La rotazione dell’anca può avere importanti ripercussioni a livello della giunzione lombosacrale, infatti analizzando il passo pelvico  notiamo che durante la fase di oscillazione il bacino ruota fino a 15°-20° in avanti, utilizzando l’articolazione coxo-femorale di appoggio come  fulcro per la rotazione; in pratica durante il passo pelvico il bacino si sposta in avanti utilizzando come fulcro un’articolazione coxo-femorale che intraruota, mentre l’altra extraruota attivamente, ed è intuitivo che una diversa funzionalità articolare generi tensioni di diverse grandezze trasmesse ai due estremi della pelvi dovute oltre al disfunzionamento articolare specifico, anche alle resistenze delle strutture passive capsulo-legamentose ed ai muscoli interessati dove si crea uno squilibrio di forze con ripercussione a livello della giunzione lombosacrale.

Infatti il passaggio lombosacrale necessariamente deve mediare tra il movimento di rotazione pelvica al di sotto e la rotazione opposta del rachide al di sopra a partire da T1( durante il passo la prima vertebra dorsale attua una rotazione di 5° mentre a livello della settima vertebra dorsale le rotazioni si annullano per ritrovare una rotazione inversa di 8° a livello dell’ultima vertebra lombare) .
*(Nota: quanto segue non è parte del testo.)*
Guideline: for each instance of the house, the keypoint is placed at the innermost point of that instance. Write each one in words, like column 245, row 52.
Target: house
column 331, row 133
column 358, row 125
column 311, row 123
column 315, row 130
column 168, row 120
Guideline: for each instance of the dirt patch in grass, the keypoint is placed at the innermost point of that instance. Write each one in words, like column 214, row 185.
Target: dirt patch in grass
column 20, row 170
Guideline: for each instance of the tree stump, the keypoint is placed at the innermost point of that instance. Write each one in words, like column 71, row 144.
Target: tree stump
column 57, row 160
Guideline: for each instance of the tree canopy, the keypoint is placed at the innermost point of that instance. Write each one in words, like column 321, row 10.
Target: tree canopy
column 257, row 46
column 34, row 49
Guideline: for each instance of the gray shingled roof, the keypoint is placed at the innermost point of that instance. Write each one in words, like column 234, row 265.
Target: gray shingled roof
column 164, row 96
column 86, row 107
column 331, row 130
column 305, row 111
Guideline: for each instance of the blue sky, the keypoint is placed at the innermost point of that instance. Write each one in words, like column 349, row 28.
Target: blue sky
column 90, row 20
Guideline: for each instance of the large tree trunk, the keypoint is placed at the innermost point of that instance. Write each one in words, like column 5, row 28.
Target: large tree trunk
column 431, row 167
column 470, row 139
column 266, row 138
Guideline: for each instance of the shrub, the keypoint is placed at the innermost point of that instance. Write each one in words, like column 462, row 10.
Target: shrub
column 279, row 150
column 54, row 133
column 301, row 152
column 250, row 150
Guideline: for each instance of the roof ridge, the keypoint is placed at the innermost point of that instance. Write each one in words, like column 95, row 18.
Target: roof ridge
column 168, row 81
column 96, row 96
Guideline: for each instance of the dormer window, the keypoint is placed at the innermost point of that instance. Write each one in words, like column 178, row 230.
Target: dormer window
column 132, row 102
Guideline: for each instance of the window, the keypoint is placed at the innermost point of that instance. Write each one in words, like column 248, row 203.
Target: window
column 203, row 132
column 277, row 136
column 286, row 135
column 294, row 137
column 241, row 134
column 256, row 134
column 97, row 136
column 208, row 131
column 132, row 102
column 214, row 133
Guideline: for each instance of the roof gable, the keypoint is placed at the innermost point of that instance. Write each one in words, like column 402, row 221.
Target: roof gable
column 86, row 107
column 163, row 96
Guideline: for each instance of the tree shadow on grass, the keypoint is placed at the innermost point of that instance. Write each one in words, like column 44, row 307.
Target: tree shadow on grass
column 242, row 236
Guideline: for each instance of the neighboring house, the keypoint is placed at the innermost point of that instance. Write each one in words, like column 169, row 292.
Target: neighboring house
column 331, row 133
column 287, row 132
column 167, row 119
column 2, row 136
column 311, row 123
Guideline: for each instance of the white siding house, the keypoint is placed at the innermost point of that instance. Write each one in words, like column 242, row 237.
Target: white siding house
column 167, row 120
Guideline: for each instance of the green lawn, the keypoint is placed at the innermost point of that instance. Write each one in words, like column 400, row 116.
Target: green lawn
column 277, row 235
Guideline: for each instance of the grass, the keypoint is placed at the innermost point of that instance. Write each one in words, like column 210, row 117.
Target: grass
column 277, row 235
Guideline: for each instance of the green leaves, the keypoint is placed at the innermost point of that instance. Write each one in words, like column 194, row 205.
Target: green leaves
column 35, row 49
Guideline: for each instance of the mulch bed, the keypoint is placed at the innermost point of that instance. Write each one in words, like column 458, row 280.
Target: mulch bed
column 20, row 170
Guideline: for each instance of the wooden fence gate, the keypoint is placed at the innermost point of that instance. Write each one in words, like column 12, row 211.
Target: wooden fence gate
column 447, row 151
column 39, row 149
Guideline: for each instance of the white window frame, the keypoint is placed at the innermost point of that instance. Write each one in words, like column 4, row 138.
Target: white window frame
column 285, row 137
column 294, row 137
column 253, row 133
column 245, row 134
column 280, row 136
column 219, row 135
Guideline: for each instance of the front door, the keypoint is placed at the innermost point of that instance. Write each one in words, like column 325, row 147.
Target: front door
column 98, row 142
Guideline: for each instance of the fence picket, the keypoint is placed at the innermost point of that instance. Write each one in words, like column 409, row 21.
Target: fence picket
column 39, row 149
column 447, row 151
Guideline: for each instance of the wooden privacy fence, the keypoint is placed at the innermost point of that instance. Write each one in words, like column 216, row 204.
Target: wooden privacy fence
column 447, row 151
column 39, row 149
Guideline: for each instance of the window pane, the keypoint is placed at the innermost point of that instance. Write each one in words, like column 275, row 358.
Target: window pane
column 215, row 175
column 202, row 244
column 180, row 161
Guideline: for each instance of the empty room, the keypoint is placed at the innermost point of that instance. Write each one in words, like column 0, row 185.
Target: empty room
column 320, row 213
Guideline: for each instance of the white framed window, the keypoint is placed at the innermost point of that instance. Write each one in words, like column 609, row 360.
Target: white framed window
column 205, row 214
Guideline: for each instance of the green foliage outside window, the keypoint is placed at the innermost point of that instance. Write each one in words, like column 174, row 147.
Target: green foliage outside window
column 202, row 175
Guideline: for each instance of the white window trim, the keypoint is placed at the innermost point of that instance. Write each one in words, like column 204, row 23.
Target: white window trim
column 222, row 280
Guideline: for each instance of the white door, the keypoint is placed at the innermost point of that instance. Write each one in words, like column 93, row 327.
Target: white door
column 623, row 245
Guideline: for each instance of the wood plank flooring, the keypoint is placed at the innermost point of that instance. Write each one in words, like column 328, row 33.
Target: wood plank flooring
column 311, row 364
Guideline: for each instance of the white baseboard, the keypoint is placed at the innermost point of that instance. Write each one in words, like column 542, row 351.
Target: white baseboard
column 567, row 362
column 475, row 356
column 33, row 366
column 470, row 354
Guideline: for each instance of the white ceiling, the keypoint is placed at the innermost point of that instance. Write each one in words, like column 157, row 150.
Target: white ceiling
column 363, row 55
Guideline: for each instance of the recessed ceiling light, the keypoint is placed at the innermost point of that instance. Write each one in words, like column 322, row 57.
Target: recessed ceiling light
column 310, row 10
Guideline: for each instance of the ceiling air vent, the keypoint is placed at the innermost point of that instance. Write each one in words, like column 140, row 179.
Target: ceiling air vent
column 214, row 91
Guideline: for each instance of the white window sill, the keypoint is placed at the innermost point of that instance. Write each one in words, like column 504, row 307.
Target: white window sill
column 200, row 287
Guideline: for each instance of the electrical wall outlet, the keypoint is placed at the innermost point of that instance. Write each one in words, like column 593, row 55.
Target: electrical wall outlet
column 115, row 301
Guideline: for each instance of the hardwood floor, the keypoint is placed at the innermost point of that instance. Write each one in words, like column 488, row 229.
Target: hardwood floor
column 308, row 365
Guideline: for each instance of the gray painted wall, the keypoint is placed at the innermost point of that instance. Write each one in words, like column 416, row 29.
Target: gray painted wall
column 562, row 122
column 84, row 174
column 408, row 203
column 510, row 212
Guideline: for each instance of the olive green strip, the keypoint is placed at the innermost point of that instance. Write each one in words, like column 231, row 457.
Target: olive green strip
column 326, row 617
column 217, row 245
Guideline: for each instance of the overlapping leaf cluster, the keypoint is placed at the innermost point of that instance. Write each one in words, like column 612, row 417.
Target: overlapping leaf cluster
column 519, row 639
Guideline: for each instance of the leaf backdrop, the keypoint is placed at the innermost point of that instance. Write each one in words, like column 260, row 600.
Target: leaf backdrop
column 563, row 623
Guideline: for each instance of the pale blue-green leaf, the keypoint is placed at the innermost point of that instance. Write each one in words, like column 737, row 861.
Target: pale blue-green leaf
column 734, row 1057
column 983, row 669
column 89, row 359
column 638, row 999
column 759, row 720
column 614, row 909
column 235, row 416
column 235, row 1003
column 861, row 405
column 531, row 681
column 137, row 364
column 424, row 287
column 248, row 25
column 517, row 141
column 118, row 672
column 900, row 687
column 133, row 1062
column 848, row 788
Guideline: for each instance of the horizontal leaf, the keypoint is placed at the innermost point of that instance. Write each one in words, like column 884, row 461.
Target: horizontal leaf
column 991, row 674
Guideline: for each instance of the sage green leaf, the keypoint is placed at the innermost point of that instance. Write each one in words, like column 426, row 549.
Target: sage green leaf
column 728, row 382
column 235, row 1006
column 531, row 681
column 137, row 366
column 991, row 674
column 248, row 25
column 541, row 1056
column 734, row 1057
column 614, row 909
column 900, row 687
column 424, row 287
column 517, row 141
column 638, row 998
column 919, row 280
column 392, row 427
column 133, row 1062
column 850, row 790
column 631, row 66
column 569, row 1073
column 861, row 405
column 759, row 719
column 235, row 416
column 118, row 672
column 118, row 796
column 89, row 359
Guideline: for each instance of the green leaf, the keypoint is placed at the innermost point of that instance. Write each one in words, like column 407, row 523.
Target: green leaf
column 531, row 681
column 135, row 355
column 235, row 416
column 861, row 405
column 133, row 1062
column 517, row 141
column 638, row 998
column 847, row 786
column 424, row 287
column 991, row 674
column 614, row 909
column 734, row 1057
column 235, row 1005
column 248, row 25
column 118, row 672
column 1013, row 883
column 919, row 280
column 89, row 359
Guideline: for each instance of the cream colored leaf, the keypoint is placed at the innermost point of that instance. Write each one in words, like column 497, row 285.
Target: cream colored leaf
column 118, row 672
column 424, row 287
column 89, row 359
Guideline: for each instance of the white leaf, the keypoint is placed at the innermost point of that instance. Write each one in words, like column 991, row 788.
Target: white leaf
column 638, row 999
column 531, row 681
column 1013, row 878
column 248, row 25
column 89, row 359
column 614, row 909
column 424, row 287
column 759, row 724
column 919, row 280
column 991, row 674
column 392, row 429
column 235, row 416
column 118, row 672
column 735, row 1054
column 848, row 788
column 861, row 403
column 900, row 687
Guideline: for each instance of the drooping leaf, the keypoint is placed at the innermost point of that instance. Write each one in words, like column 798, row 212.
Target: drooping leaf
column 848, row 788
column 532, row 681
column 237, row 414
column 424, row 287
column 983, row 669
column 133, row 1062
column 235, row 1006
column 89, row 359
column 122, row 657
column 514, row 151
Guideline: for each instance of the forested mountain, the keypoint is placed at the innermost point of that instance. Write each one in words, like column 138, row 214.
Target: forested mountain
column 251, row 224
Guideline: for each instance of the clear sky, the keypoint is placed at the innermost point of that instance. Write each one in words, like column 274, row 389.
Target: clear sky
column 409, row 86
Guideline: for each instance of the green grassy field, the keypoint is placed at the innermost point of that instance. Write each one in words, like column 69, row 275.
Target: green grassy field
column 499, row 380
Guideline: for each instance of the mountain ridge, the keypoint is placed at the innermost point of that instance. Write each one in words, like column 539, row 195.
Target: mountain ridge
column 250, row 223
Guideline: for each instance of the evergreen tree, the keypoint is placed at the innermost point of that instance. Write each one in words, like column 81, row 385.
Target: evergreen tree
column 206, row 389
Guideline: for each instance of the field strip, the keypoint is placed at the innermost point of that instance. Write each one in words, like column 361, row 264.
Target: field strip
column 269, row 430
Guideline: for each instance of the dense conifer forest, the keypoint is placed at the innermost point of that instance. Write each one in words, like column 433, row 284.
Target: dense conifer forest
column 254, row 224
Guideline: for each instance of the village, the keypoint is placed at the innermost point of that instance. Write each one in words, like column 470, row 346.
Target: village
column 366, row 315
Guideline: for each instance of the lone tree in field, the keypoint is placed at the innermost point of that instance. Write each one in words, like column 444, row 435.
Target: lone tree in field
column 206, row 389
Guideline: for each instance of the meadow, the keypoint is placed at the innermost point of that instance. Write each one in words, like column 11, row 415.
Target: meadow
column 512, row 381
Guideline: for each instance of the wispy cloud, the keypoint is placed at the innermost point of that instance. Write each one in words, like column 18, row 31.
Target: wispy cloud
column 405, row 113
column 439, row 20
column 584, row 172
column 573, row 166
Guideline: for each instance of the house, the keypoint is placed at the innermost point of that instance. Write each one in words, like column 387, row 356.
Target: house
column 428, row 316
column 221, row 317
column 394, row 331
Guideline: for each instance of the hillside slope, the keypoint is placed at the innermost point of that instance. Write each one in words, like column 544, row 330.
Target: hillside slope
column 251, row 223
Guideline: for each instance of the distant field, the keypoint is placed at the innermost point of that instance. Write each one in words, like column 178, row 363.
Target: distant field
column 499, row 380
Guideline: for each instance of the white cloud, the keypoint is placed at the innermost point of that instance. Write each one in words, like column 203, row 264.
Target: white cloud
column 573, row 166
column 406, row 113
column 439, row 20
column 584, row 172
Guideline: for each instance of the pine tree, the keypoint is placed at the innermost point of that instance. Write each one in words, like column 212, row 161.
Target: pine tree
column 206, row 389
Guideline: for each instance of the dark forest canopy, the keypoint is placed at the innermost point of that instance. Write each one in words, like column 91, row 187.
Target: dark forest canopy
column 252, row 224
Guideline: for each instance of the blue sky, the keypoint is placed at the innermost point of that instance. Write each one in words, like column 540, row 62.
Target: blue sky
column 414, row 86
Disfunzionamento del giunto vertebrale in seguito ad alterazione del movimento a livello dell’articolazione coxo-femorale

In definitiva quindi le alterazioni della rotazione coxo-femorale influenzano le tensioni agli estremi della pelvi, tensioni che possono generare un disfunzionamento con sovraccarico del giunto lombosacrale.

 

 

 

 

 

Nel corridore questo meccanismo viene esaltato, specie sulle lunghe distanza, potendo generare una patologia dolorosa del tratto lombare anche notevolmente invalidante.

 

 

 

E’ possibile identificare  due categorie principali di ARA: il tipo I, in cui la differenza di escursione articolare viene riscontrata in maniera uguale bilateralmente, ed un  tipo II, in cui l’asimmetria interessa l’escursione articolare di un lato diversamente dal lato controlaterale, creandosi così un’ulteriore motivo di squilibrio biomeccanico.

Partendo da questi presupposti teorici e clinici è possibile approntare un protocollo riabilitativo mirato alla possibile correzione dello squilibrio rotazionale pur ben sapendo che questa  valutazione preliminare non può prescindere dal considerare nella sua globalità il comportamento di altri gruppi muscolari che possono partecipare all’instaurarsi della patologia.

Il trattamento riabilitativo mira a riequilibrare la tensione muscolare dei muscoli rotatori esterni ed interni e delle strutture capsulo-legamentose; naturalmente all’interno di un lavoro più ampio:

I fase: lavoro segmentario di detensionamento dei muscoli rotatori interni, Rolfing, pompage, massoterapia .

II fase: lavoro propriocettivo, posture e percorsi in intrarotazione, posture lavorative

CONCLUSIONI:

In definitiva è evidente come una valutazione di una eventuale presenza di un’ARA generante un sovraccarico disfunzionale a livello del passaggio lombosacrale possa aiutare a meglio interpretare la presenza di determinate lombalgie di tipo meccanico , specie in soggetti sportivi praticanti la corsa su lunghe distanze. L’utilizzo di una terapia riabilitativa specifica, nei casi selezionati in seguito ad una valutazione specialistica  in grado di definire la diagnosi eziologica, ove possibile,  può fornire risultati soddisfacenti.